WebAIM - Web Accessibility In Mind

Auditory Disabilities
Types of Auditory Disabilities

Types of Auditory Disabilities

In some ways, the content of this section is more than you need to know in order to make web content accessible to people who are deaf or hard of hearing, but it is included here in the hope that with increased understanding comes increased appreciation to such individuals, and an increased commitment to providing content that is accessible to them.


The key principle of web accessibility for users with auditory disabilities is:

  1. Perceivable: because they cannot perceive (hear) auditory content

It should be noted that the use of the word "disabilities" in the title of this section is a controversial choice, considering the attitude of many people in the deaf community. More than any of the other groups of individuals commonly labeled as "disabled," those who are deaf are much less inclined to think of their condition as a disability. We'll read more about this in the last section of this article - Deaf Culture. Still, we have retained the word "disability" in this section, not to provoke controversy, but to underscore the fact that those who are deaf cannot hear audio content, and this is the critical point for web developers to remember.
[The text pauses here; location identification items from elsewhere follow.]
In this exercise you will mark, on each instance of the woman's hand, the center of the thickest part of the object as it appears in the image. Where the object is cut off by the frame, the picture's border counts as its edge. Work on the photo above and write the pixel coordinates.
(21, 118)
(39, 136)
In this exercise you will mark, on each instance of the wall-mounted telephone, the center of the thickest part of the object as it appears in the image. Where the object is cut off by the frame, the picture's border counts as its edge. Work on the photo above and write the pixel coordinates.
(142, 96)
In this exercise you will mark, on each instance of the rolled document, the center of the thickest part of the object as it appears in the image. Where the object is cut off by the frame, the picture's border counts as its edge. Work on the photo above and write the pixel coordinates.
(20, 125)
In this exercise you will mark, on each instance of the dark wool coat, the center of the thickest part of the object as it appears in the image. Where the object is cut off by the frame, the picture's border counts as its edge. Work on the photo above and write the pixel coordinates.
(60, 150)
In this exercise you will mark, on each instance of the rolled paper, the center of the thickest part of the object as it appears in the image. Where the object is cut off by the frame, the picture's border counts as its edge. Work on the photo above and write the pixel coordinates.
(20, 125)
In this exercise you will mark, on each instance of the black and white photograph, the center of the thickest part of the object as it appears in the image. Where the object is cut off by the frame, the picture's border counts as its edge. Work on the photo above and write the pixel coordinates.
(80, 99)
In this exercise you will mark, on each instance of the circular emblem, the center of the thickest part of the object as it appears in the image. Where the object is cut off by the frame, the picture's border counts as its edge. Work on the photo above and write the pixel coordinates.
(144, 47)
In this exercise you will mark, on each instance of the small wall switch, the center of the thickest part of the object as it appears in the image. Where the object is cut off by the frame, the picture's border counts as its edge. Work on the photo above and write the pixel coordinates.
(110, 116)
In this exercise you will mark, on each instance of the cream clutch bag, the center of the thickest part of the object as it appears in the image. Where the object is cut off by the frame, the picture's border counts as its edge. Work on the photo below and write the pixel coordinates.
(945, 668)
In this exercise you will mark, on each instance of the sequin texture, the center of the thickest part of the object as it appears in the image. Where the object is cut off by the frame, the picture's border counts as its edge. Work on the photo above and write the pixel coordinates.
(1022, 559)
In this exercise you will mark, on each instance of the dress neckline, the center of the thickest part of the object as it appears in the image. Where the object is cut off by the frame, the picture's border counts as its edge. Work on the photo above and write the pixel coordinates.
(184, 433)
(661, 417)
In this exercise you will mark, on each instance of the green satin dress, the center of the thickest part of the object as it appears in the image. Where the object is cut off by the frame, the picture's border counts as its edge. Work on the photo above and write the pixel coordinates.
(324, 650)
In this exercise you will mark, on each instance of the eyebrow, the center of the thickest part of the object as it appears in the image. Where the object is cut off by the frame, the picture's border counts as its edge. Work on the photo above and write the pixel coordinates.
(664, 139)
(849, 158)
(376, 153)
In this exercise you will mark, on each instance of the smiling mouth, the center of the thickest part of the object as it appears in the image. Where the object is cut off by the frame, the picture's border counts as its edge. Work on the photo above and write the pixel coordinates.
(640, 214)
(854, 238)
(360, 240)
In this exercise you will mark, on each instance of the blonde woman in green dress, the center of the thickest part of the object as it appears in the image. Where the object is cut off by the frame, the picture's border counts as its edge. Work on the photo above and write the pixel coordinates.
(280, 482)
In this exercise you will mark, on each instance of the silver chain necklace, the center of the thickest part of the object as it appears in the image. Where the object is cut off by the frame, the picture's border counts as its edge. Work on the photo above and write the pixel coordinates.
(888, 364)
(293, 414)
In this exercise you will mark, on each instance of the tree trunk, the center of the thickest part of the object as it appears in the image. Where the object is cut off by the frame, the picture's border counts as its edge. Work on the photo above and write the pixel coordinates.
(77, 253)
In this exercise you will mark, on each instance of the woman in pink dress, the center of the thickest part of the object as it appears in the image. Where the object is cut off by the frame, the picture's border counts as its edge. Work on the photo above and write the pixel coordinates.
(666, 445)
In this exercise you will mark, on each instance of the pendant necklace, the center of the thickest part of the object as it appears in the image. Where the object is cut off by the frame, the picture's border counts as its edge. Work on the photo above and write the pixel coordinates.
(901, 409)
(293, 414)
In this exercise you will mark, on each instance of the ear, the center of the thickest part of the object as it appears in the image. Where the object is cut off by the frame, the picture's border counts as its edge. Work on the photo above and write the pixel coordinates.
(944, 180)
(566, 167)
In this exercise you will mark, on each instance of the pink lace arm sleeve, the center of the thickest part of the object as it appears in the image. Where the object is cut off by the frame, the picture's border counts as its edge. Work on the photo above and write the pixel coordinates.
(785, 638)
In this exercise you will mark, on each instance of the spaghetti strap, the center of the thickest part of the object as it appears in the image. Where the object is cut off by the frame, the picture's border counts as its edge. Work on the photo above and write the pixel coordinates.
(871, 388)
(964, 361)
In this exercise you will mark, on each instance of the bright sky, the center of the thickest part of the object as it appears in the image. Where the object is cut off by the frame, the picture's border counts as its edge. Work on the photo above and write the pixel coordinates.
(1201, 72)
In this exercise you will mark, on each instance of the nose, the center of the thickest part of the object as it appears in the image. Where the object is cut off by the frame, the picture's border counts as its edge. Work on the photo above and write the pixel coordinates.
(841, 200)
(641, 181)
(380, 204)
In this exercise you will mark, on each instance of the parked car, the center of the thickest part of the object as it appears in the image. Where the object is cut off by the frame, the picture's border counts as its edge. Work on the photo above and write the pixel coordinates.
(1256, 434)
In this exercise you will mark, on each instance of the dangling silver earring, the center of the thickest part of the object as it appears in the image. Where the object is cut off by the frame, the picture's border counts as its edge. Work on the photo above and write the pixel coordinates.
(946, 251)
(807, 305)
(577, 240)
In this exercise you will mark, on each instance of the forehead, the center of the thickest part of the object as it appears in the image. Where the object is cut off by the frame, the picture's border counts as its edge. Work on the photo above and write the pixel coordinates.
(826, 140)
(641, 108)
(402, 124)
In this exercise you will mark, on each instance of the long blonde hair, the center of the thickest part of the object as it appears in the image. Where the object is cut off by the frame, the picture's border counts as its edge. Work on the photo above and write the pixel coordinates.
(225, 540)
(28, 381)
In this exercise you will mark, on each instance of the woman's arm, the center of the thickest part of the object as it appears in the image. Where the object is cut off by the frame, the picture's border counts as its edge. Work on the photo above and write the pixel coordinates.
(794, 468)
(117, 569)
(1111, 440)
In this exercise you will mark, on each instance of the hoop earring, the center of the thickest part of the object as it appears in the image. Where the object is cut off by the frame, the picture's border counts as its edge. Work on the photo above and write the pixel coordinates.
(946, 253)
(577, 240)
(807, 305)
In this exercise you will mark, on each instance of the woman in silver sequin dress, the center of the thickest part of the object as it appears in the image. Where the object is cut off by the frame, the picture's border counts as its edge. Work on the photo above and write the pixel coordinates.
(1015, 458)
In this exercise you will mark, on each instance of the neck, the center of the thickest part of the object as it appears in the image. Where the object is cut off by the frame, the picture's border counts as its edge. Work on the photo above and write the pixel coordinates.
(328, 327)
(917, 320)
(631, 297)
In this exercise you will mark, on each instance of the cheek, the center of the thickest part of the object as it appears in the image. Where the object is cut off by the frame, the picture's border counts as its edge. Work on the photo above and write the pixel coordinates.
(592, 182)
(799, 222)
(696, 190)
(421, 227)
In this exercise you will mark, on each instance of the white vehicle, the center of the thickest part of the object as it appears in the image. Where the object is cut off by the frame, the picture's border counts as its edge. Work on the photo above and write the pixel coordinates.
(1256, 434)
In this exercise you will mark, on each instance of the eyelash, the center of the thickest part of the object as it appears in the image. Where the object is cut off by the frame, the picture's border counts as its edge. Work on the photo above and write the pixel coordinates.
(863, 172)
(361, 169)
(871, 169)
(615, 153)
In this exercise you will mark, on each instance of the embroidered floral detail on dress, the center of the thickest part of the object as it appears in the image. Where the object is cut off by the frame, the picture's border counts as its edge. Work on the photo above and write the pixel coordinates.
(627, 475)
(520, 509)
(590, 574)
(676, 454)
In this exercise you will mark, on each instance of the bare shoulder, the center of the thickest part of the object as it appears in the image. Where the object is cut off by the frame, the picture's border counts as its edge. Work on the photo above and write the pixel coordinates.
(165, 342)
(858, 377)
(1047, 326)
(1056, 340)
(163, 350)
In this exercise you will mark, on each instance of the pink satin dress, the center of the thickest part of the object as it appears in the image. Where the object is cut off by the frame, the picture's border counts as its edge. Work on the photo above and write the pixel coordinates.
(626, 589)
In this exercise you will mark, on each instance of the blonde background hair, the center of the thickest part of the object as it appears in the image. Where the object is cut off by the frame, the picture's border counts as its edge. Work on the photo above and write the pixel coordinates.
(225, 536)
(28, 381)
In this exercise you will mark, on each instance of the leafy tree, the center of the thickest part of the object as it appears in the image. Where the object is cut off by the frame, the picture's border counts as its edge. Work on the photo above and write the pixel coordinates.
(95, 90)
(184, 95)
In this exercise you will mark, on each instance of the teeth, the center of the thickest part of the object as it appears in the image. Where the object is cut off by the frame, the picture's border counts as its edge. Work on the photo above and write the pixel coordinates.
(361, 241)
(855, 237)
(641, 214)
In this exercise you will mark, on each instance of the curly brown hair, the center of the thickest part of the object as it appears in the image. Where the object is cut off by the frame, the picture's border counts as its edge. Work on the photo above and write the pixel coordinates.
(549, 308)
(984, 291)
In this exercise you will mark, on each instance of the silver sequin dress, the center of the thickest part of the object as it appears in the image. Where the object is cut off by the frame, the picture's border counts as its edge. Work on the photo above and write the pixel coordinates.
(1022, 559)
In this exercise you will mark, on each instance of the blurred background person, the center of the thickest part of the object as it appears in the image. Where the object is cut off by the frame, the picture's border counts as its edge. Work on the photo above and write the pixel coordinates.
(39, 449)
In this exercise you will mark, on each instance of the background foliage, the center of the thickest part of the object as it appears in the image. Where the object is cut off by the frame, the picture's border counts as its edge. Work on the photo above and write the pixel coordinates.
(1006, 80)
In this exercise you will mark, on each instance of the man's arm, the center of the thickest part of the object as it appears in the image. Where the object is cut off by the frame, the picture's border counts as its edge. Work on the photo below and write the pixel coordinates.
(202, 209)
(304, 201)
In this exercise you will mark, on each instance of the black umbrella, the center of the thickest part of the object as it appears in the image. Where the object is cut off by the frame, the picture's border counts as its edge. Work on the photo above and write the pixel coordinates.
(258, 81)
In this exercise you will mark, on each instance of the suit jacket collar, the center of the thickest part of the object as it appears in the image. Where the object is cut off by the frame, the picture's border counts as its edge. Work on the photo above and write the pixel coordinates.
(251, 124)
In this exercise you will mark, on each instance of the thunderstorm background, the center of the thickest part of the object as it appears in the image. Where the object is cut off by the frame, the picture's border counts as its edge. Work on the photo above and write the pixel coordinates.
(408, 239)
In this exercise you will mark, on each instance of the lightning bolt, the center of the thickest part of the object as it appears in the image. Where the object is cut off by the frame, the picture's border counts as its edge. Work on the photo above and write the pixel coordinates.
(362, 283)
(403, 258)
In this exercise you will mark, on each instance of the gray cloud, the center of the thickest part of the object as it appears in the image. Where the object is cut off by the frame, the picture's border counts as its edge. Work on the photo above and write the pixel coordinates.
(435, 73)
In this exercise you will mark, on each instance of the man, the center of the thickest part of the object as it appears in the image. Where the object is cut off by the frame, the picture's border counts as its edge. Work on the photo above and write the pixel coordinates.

Deafness is not an all-or-nothing condition. Although there are individuals who are completely deaf, there are also individuals with varying degrees of functional hearing loss. Degrees of hearing loss are often categorized as mild, moderate, severe, profound. Those who refer to themselves as deaf usually have either severe or profound hearing loss. Those with lesser degrees of hearing loss are commonly referred to as hard-of-hearing.

Degrees of Hearing Loss

Mild hearing loss:
The inability to hear sounds below about 30 decibels. Speech can be difficult to understand, especially if background noises are present.
Moderate hearing loss:
The inability to hear sounds below about 50 decibels. A hearing aid may be required.
Severe hearing loss:
The inability to hear sounds below about 80 decibels. Hearing aids are useful in some cases, but are inadequate in others. Some individuals with severe hearing loss communicate principally through sign language; others rely on lip-reading techniques.
Profound hearing loss:
The absence of the ability to hear, or the inability to hear sounds below about 95 decibels. Like those with severe hearing loss, some individuals with profound hearing loss communicate principally through sign language; others rely on lip-reading techniques.

Classifications of Hearing Loss

Conductive hearing loss is the result of damage or blockage of the moving parts of the ear. The bones of a healthy inner ear—the malleus (hammer), incus (anvil) and stapes (stirrup)—vibrate in response to sounds. Diseases or injury can lead to the inability of these bones to vibrate properly, preventing the proper detection of auditory information.

Neural hearing loss (nerve deafness) occurs when the hair cells in the cochlea or the auditory nerve is damaged, thus preventing the auditory information from getting to the brain. The bones of the inner ear may vibrate correctly, but the nerves are unable to properly transmit this information for processing by the brain.

High tone hearing loss is, as its name implies, the loss of the ability to hear high tones. One of the most important social consequences is that women's voices are more difficult to understand.

Low tone hearing loss is the inability to hear low tones. Male voices are difficult to hear and understand.

Deaf-blindness is the condition of being both deaf and blind. Individuals who are deaf-blind often communicate by sign language, but they must be able to feel the signs the other person is making, by essentially holding the hands of the other person while conversing. When accessing web content, they generally use refreshable Braille devices that allow them to access all of the textual content of the web page, including alternative text for images.

refreshable braille device

Causes of Hearing Loss

Most deafness occurs early in life, most often through genetic or perinatal causes. Deafness can also occur as a result of middle ear infections (otitis media), which are most common in young children. It is also possible to experience deafness later in life, though traumatic injury or diseases. Additionally, hearing loss is a common part of the aging process, especially in men.